La mission di Rete per il Sociale Ets è di sostenere bambini e ragazzi con problematiche cognitive ed emotive attraverso attività sociali di inclusione e integrazione. Oltre a corsi di formazione rivolti a genitori e insegnanti, per aiutarli a promuovere il benessere dei giovani. Coordinato dalle psicoterapeute Daniela Guitarrini, Flora Massaccesi, Paola Bergonzini e Domenica Bellantoni, il progetto ha interessato gli studenti degli istituti comprensivi Marvasi-Borgoncini Duca e Martellini. E ha avuto il merito di coinvolgere direttamente tutti i protagonisti del mondo scolastico. Intervenendo sui principali fattori di rischio, come il disagio scolastico e le difficoltà di apprendimento. I Disturbi specifici dell’apprendimento (Dsa) sono disturbi del neuro-sviluppo che riguardano la capacità di leggere, scrivere e calcolare in modo corretto e fluente e che si manifestano con l’inizio della scolarizzazione. Questi disturbi dipendono dalle diverse modalità di funzionamento delle reti neuronali coinvolte nei processi di lettura, scrittura e calcolo. Cioè  da un diverso funzionamento del cervello e delle sue modalità di apprendimento. Non sono causati da un deficit di intelligenza, da problemi ambientali o psicologici e nemmeno da deficit sensoriali.

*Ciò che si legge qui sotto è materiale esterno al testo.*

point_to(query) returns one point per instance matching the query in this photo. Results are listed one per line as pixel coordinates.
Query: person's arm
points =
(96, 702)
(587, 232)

 scuolaFoto di Taylor Flowe su Unsplash

Piano Trento

Da Roma a Trento. Il piano d’azione nasce dall’ascolto delle famiglie, delle scuole e degli operatori sanitari. E dalla volontà di rimuovere quegli adempimenti burocratici che, nel tempo, si sono dimostrati poco funzionali e spesso fonte di stress. Soprattutto nei momenti di passaggio tra un ciclo scolastico e l’altro, per le famiglie. Francesca Gerosa, assessore all’istruzione della Provincia di Trento, ha eliminato l’obbligo di rinnovo delle certificazioni per gli studenti con disturbi specifici dell’apprendimento al cambio di ciclo scolastico. I disturbi specifici dell’apprendimento non scompaiono con il cambio di scuola. Quindi garantire continuità nelle misure di supporto significa riconoscere la storia scolastica degli studenti e valorizzarne i punti di forza, mettendoli nelle condizioni di esprimere appieno il proprio potenziale”. E aggiunge: “Con questo provvedimento rafforziamo il principio di una scuola realmente inclusiva, che non attende la burocrazia per rispondere ai bisogni educativi, ma che mette al centro la persona”.